MYX Finance token has rallied hard after weeks of heavy selling pressure that had pushed it into deeply oversold territory.
This sudden reversal comes after a confirmation that MYX Finance had closed a major strategic funding round led by Consensys ahead of its V2 launch.
The combination of fresh capital, renewed confidence, and an upcoming product upgrade created the perfect conditions for a strong rebound.
Funding milestone reshapes MYX Finance narrative
The completion of the Consensys-led funding round has marked a turning point for MYX.
Consensys emerged as the largest investor, signalling strong institutional belief in the project’s long-term direction.
For many market participants, this backing acts as external validation at a time when sentiment around MYX was at its weakest.

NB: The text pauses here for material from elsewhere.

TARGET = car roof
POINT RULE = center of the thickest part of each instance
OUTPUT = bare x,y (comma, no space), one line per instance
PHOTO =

MYX had just endured a brutal February sell-off that erased a large portion of its market value.
MYX prices had fallen rapidly, liquidity thinned, and confidence was clearly shaken.

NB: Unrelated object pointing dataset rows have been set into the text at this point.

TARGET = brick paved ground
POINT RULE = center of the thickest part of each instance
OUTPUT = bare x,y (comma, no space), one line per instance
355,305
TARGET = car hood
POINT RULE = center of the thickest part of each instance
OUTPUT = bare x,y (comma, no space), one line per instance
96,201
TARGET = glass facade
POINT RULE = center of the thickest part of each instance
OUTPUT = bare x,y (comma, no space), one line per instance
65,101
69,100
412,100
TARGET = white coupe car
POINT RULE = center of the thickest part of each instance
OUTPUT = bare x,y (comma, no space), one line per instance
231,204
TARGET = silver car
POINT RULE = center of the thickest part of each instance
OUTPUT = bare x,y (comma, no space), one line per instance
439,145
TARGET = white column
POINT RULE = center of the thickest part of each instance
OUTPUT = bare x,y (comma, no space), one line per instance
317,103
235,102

The funding announcement shifted the narrative almost instantly, with traders pricing in future growth tied to the upcoming V2 launch.
Notably, the funding is expected to support infrastructure development rather than short-term hype.
With the V2 launch, MYX Finance aims to evolve from a simple trading interface into a professional-grade execution engine.
Features such as gasless transactions and one-click trading will be introduced to reduce friction for both retail users and advanced traders, placing MYX Finance closer to core derivatives infrastructure than a typical DeFi application.
MYX price forecast
At the time of writing, MYX’s price was pulling back after hitting an intra-day high of $1.79.
For short-term traders, the focus is on support around $1.30 to $1.45, despite the RSI signalling an oversold condition.

If the price manages to hold above $1.3, it would suggest that buyers remain in control.
If the bullish momentum returns, the immediate resistance sits near $1.75 to $1.80.
This area previously capped the price during the rebound and could trigger profit-taking.
A confirmed break above this zone would open the door toward the psychological $2.00 level.
Beyond that, the $2.00 to $2.20 region stands out as a heavier resistance area where sellers may become more aggressive.
On the downside, a loss of the $1.3 level could expose MYX to a deeper retracement toward $1.20.
Such a move would not invalidate the longer-term thesis but would delay bullish momentum.
For now, MYX sits at a crossroads between recovery and consolidation.